The language you use around this matters more than you might think. Avoid words like “stinky,” “gross,” or “dirty” when talking about poop. These give your child the message that something is wrong with their body or what it produces, which can increase anxiety around the whole process.

Get the Positioning Right

Poor posture on the toilet is an overlooked contributor to withholding. When a toddler’s feet dangle off a full-size toilet, their pelvic floor muscles can’t relax properly, making it physically harder to push stool out.

Your child should be in a squatting position with feet flat on the floor or on a sturdy step stool. Legs should be apart, with elbows resting on the knees. This position straightens the pathway stool takes through the rectum and lets gravity help. A small potty chair naturally puts toddlers in this position, which is one reason many kids find it easier than a full-size toilet with an adapter seat.

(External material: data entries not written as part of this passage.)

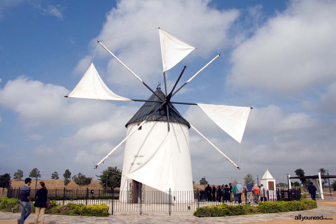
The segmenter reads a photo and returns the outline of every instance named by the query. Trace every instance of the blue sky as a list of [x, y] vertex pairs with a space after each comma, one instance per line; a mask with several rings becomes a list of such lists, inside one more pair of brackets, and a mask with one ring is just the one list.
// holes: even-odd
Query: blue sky
[[[28, 174], [37, 167], [45, 178], [66, 169], [98, 174], [92, 160], [96, 163], [122, 139], [125, 124], [141, 104], [63, 96], [88, 67], [97, 40], [160, 26], [202, 46], [167, 73], [170, 88], [183, 66], [188, 68], [185, 81], [215, 56], [205, 48], [221, 54], [174, 100], [254, 108], [240, 171], [190, 131], [195, 180], [239, 178], [248, 172], [260, 177], [266, 169], [281, 182], [298, 168], [308, 175], [321, 167], [331, 173], [335, 9], [328, 1], [0, 1], [0, 173], [20, 169]], [[163, 83], [158, 40], [154, 30], [103, 43], [154, 88]], [[93, 61], [117, 94], [150, 96], [100, 46]], [[238, 161], [239, 144], [199, 109], [177, 108]], [[123, 150], [104, 166], [121, 168]]]

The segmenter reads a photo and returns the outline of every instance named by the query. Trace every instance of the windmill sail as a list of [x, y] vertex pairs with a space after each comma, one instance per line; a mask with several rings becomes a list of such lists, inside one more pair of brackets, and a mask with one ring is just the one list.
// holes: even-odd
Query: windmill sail
[[151, 156], [126, 176], [161, 191], [175, 190], [170, 133]]
[[93, 63], [91, 63], [79, 82], [68, 97], [103, 100], [132, 101], [118, 96], [111, 91], [101, 79]]
[[241, 143], [250, 107], [201, 103], [197, 105], [223, 131]]
[[163, 72], [175, 66], [196, 48], [159, 29]]

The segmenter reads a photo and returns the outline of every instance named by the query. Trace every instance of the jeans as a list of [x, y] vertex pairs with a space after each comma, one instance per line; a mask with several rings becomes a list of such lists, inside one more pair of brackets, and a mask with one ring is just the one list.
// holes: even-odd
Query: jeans
[[240, 204], [242, 203], [242, 193], [238, 193], [237, 196], [238, 197], [238, 203]]
[[24, 224], [25, 220], [32, 213], [32, 205], [28, 201], [21, 201], [21, 216], [17, 220], [20, 224]]
[[39, 220], [39, 215], [41, 215], [41, 220], [40, 224], [43, 224], [44, 223], [44, 210], [45, 210], [45, 208], [35, 207], [35, 222], [34, 223], [34, 224], [37, 224], [37, 221]]

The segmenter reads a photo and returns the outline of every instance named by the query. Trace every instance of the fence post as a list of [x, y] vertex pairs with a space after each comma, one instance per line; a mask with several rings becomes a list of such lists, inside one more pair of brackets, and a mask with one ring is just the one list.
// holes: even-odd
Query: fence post
[[64, 203], [65, 201], [65, 187], [64, 188], [64, 190], [63, 191], [63, 205], [64, 205]]
[[113, 214], [113, 202], [114, 201], [114, 188], [112, 188], [112, 214]]
[[85, 201], [85, 204], [86, 205], [87, 205], [87, 200], [89, 198], [89, 188], [87, 187], [86, 188], [86, 198]]
[[142, 213], [142, 186], [141, 184], [140, 186], [140, 215]]
[[197, 188], [197, 208], [200, 207], [200, 195], [198, 193], [198, 188]]
[[170, 215], [170, 188], [169, 189], [169, 215]]

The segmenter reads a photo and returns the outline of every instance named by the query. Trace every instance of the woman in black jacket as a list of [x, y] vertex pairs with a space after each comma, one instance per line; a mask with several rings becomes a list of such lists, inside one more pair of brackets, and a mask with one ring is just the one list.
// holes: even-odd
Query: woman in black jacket
[[225, 185], [224, 188], [224, 195], [223, 197], [223, 201], [225, 200], [225, 202], [227, 203], [230, 200], [230, 188], [227, 186], [227, 184]]
[[37, 220], [39, 219], [39, 215], [41, 215], [40, 224], [43, 224], [44, 222], [44, 210], [47, 207], [47, 196], [48, 190], [45, 187], [45, 184], [43, 181], [41, 181], [39, 184], [40, 189], [35, 194], [35, 224], [37, 224]]

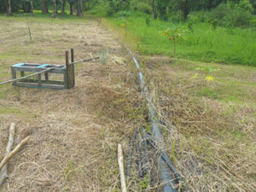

Reduce the Fear and Anxiety

Even after the stool is soft, a child who has been withholding for weeks or months may still be scared. Their body remembers the pain even after the cause is gone. This is where patience becomes your most important tool.

Positive reinforcement works far better than pressure. A simple sticker chart where your child earns a sticker for each toilet sit (not just successful poops) can shift the emotional experience from scary to rewarding. Some parents use a small treat or a favorite activity as a reward. The key is to celebrate effort rather than results, so your child doesn’t feel like they’ve failed on days nothing comes out.

Never punish, scold, or show frustration about accidents or withholding. Your child isn’t doing this on purpose to be difficult. They’re genuinely afraid. Reacting with frustration teaches them to hide the problem rather than work through it. If your child is actively withholding and clearly uncomfortable, gentle reassurance (“Your poop is soft now, it won’t hurt”) is more effective than urging them to push.

How Long Recovery Takes

This is not a problem that resolves in a week. The physical side, keeping stool soft, can improve within days of starting a laxative or increasing fiber and fluids. But the behavioral side, your child trusting that pooping is safe again, takes much longer. Most children need 6 to 24 months of consistent maintenance therapy combined with behavioral support before they’re fully past the withholding pattern.

Relapses are common, especially during stressful transitions like starting daycare, a new sibling, or travel. If your child starts withholding again after a period of improvement, go back to the basics: increase the laxative dose slightly (with your pediatrician’s guidance), double down on fluids and fiber, and return to the toilet sitting routine.

Signs That Need Medical Attention

Most stool withholding in toddlers is functional, meaning there’s no underlying disease. But certain signs suggest something else may be going on. Watch for significant belly swelling combined with vomiting, failure to gain weight or grow normally, frequent soiling of underwear in a toilet-trained child (which can signal a large impaction that liquid stool leaks around), or developmental delays alongside the constipation. If your child hasn’t responded to standard treatment after several months, that’s also a reason to push for further evaluation with a pediatric gastroenterologist.